Nagel herself said that creating a garden scent in lockdown was “a different olfactive process altogether” especially since it was an unusually solitary process, but she also credited it for keeping her occupied and that a profound effect on her well-being.
“I didn’t suffer during the pandemic. Especially at a time when people were so worried about losing their sense of smell, of being in isolation… knowing that my work can offer some comfort of familiarity, it made me appreciate even more the power of scents.”
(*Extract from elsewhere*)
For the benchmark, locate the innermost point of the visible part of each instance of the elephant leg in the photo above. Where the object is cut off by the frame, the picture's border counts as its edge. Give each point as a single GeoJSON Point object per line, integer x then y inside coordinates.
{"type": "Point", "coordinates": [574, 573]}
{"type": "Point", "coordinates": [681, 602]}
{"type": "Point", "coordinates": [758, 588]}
Evidently, she wasn’t the only one who felt that. Global fragrance sales did especially well for many brands during COVID-19 because perfumes were not just accessible luxury items. They were daily mood lifters that could offer us quick flights of fancy to exotic destinations even when we were stuck inside. Fragrances and scent peripherals like candles and diffusers became our essential self-care items for well-being, and olfactory markers that demarcated work and living spaces. That’s the visceral power of scents, a simple luxury that is more than just a composition of fragrant notes, it is truly transportive and beneficial for our psyche.
IT NEEDS TO BE INSTINCTIVE
That is also why when it comes to selecting a fragrance, Nagel feels that we should stop overthinking the process. “Choosing a scent should be instinctive,” she said. While scent bars are great marketing tools for brands and an exploratory playground for a consumer, we all have in us, the greatest tool to sniff out our olfactory signature easily: Our nose.
The best canvas to test that fragrance is of course our skin because our natural pH ultimately determines how a scent will bloom and wear. Less is more when it comes to selecting a fragrance. Narrow it down to two choices, wear it on your skin, and let it develop as you walk around.
Interestingly, Nagel herself doesn’t usually wear fragrance. Intentionally. “I don’t use parfum because my skin needs to be naked when I am working on scents,” she said. She doesn’t just work with perfume blotters, but in the week, you’re likely to catch her with coloured stickers all over herself – each is a scent sample she’s exploring. And when you do catch her wearing a perfume on the weekend: “It’s most likely something I’m already working on.”